The second comment is of a more general nature. The current culture in jurisprudence
abhors trial by ambush in any case and particularly so in criminal cases. In general, once
an accused person pleads Not Guilty, then he is entitled to have disclosure of the
prosecution’s case made to him. Failure to do so might well result in a Court of Appeal
reversing the decision of the Court below. In this case there was partial disclosure in that
the Record of interview was, I am advised, passed to Counsel for the Appellant as was the
annalist’s report. However, nothing else was, not the police report of the case nor the
photographs admittedly taken by the police. Disclosure means what it says; disclosure of
the whole of the evidence in the hands of the prosecution, whether the same be
advantageous to the accused person or not.
 The Appellant appealed only against conviction, but I am of the view that this was because
he brought this appeal personally and did not realize that he had also to appeal against
sentence separately. In the circumstances I will address the subject of sentence.
 As stated above the Appellant was fined the sum of $250,000.00 to be paid forthwith or in
default to serve a sentence of three years in prison. The Appellant has not paid the fine.

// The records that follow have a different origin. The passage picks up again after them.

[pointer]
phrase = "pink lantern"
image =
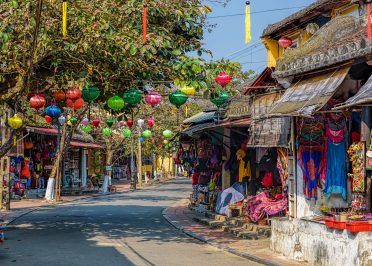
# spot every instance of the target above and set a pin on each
(151, 122)
(153, 98)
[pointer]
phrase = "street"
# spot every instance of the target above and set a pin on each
(120, 229)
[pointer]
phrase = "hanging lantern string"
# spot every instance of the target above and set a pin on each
(144, 22)
(247, 22)
(64, 18)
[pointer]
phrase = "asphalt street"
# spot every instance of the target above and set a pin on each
(120, 229)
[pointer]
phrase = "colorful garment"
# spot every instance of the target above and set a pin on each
(336, 169)
(310, 162)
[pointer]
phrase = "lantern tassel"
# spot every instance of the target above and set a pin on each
(64, 18)
(247, 22)
(369, 20)
(144, 22)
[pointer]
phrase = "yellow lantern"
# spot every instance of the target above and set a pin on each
(15, 122)
(190, 91)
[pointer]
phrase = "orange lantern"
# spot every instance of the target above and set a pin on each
(59, 95)
(73, 93)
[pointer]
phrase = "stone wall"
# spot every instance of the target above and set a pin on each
(318, 245)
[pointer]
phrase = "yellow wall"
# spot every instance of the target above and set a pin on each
(274, 51)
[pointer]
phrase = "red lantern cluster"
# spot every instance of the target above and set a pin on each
(223, 79)
(37, 102)
(285, 42)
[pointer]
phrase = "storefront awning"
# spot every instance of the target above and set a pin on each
(308, 96)
(363, 96)
(268, 132)
(86, 145)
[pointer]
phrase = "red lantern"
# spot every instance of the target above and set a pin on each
(223, 79)
(153, 98)
(130, 123)
(48, 119)
(285, 42)
(75, 104)
(151, 122)
(59, 95)
(96, 122)
(37, 102)
(73, 93)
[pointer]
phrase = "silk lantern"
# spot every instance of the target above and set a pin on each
(115, 103)
(153, 98)
(178, 98)
(37, 102)
(223, 79)
(132, 97)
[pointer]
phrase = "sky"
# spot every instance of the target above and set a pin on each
(228, 36)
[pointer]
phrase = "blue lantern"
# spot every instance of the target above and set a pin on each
(53, 111)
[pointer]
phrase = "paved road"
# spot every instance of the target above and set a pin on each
(122, 229)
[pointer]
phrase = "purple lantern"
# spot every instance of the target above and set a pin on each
(153, 98)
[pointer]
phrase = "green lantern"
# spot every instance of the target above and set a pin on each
(132, 97)
(90, 93)
(127, 133)
(87, 129)
(167, 134)
(115, 103)
(146, 134)
(178, 98)
(107, 132)
(109, 122)
(219, 97)
(73, 120)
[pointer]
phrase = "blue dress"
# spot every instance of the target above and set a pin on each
(336, 178)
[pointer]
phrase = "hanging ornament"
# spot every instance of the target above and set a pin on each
(127, 133)
(61, 120)
(85, 121)
(178, 98)
(153, 98)
(130, 123)
(190, 91)
(109, 122)
(77, 104)
(285, 42)
(64, 19)
(106, 132)
(73, 120)
(96, 122)
(223, 79)
(151, 122)
(59, 96)
(167, 134)
(90, 93)
(15, 122)
(132, 97)
(115, 103)
(48, 119)
(87, 129)
(53, 111)
(219, 97)
(37, 102)
(73, 93)
(147, 134)
(144, 21)
(248, 36)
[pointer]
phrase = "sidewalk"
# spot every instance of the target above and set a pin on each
(18, 208)
(181, 217)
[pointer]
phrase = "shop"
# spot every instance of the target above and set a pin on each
(31, 166)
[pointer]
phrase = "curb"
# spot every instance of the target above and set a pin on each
(216, 244)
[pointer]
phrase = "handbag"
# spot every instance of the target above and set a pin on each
(369, 156)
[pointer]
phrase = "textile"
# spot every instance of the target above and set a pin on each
(336, 169)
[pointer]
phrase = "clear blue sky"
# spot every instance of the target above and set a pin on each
(229, 34)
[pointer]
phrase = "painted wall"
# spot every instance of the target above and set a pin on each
(318, 245)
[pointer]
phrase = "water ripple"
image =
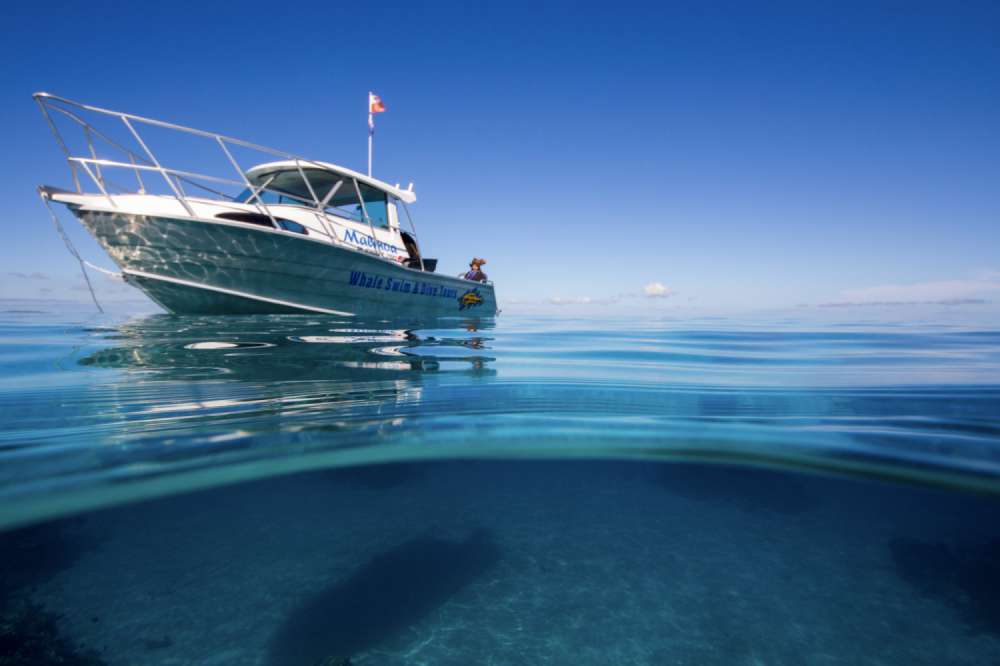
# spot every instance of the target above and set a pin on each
(98, 414)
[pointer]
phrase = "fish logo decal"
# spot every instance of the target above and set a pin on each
(470, 299)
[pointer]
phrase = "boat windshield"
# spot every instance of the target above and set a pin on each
(287, 187)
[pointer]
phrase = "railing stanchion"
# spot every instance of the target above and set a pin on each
(180, 197)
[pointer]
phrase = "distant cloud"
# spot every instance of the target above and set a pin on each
(943, 301)
(944, 292)
(657, 290)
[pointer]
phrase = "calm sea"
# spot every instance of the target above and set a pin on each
(315, 491)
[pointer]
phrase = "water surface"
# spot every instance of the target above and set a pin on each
(289, 490)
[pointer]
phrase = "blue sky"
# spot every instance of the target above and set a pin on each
(742, 156)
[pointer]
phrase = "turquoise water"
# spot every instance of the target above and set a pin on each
(529, 490)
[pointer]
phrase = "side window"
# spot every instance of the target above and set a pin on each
(378, 212)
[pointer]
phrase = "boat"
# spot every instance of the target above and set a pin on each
(288, 235)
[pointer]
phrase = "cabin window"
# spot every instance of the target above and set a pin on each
(375, 204)
(344, 202)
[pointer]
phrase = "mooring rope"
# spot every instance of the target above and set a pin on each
(72, 249)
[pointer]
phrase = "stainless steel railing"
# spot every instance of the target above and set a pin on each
(146, 161)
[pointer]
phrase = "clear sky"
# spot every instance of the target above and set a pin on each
(742, 156)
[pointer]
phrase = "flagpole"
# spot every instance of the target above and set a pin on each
(371, 133)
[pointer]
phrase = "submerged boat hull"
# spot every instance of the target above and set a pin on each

The Appellant was arrested on the 29th October 2002 and has been in custody since that
time, a period of some 13 months. The Appellant has no previous convictions. Fro the
notes of evidence it does not appear that the Learned Magistrate invited the Appellant to
offer any reasons for the mitigation of sentence. One is ineluctably drawn to the conclusion
that the Learned Magistrate had already decided to fine the Appellant the maximum
permissible under the Act. Where no reasons are given for the exercise of a discretion by a
trial court a Court of Appeal is entitled to review the decision of that Court and substitute its
own discretion. In this case I am of the view that a sentence of time served, being some
thirteen months and some days is penalty for the crime. Sentence is varied to time served.
Until such time as the Appellant leaves the State the Appellant is to surrender his travel
documents and shall remain at liberty.